I had the good fortune to meet Akihito more than 60 years ago at Haverford College at the beginning of my senior year. It was Sept. 15, 1953, and the 19-year old crown prince was in the United States en route home after representing his country at the coronation in Westminster Abbey of Queen Elizabeth II. My job was to welcome Akihito on behalf of Haverford’s student body. It was a perfunctory duty, perfunctorily performed. But for me it was a tiny tug at history’s sleeve.
For Akihito, the visit was not only a welcome respite from the relentless ceremonies of an international tour. It was his joyful reunion with two dear friends. One was his former tutor for four years in post-war Japan, Elizabeth Gray Vining — the author of many books for young readers and the catalyst for Akihito’s visit to our Quaker campus. (Their friendship continued after Akihito became emperor in 1989 and lasted throughout Vining’s life.) The other was Haverford sophomore Robert Togasaki, his former classmate at a Japanese private middle school and a fellow pupil of Vining’s.
A reporter covering the Crown Prince’s tour for Philadelphia’s The Evening Bulletin noted that he “broke into a sunny smile” when he saw Mr. Togasaki. And Mr. Togasaki, later a professor of biology at Indiana University, told me several years ago that a high point of his day was the long walk they took together, speaking Japanese.
The Evening Bulletin provides additional details of the Crown Prince’s visit: He was eager to see the duck pond where, he was told, freshmen “got a hazing.” He stood on the sidelines of Walton Field to watch football practice and was forced to dodge a husky lineman in pursuit of an errant punt. He attended a philosophy seminar and ate in the dining hall with a group of students, faculty and Haverford’s president. He was fascinated, The Evening Bulletin reported, when he “saw for the first time an automatic soft drink dispensing machine. He put a coin in, got a cool drink and, grinning happily, presented it to a friend.”
The Crown Prince’s Haverford visit was a resounding success. As The Evening Bulletin noted, “Observers thought the 19-year old heir to the imperial throne felt more relaxed among the youthful students than he had seemed to be on ceremonial occasions and educational tours.”
A postscript: There was another visitor of special note that semester. His signature is on the same page of the 1953 guest book at the Haverford library’s Quaker & Special Collections unit, seven lines below Akihito’s. On Oct. 19, Glenn T. Seaborg, a Nobel Laureate in chemistry, was on campus as part of a Haverford program that brought persons distinguished in the arts, sciences and public service to teach and otherwise interact with the student body.

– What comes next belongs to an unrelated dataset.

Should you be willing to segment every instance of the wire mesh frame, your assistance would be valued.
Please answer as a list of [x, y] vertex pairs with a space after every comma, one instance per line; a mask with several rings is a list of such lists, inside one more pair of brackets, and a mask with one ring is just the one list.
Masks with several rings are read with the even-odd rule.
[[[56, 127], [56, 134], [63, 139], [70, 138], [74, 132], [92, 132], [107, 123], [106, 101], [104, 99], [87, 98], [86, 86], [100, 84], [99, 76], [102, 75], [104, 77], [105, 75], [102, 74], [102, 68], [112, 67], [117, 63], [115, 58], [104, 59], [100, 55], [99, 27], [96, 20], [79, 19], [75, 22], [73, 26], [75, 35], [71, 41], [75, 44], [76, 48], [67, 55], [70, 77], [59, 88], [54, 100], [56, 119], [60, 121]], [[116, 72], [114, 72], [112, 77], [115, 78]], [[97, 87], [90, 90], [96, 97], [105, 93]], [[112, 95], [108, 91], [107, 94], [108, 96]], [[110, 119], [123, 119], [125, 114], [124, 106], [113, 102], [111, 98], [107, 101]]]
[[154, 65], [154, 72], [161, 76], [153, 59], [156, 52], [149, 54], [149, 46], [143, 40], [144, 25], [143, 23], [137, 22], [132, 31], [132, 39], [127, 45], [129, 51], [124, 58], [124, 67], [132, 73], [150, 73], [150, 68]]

Seaborg had worked on the wartime Manhattan Project that developed the bombs that obliterated Hiroshima and Nagasaki and surely terrified 11-year old Akihito, then in hiding with the royal family in the countryside.
One would suppose that the careers of these two signatories, ironically linked in that guest book, would be wholly disparate. But as befits invitees to a campus rooted in Quaker pacifism, each was a strong advocate for peace.
Before the bombs were dropped, Seaborg joined other scientists in unsuccessfully urging President Truman to demonstrate the awful power of atomic energy in a remote, uninhabited location in order to encourage Japan to surrender without unprecedented destruction and massive loss of life. He later served for 10 years as chairman of the Atomic Energy Commission and promoted arms control and the peaceful uses of atomic energy.
Akihito’s career has been even more transformative. A hallmark of his reign, the New York Times recently reported, “was a long campaign to repent for the nation’s wartime sins.” His state visits to wartime sites such as Okinawa, Saipan, the Philippines and Singapore were only samples of his many public gestures that helped restore one of the world’s most reviled warlike nations to an honored place as a nation at peace in the global community.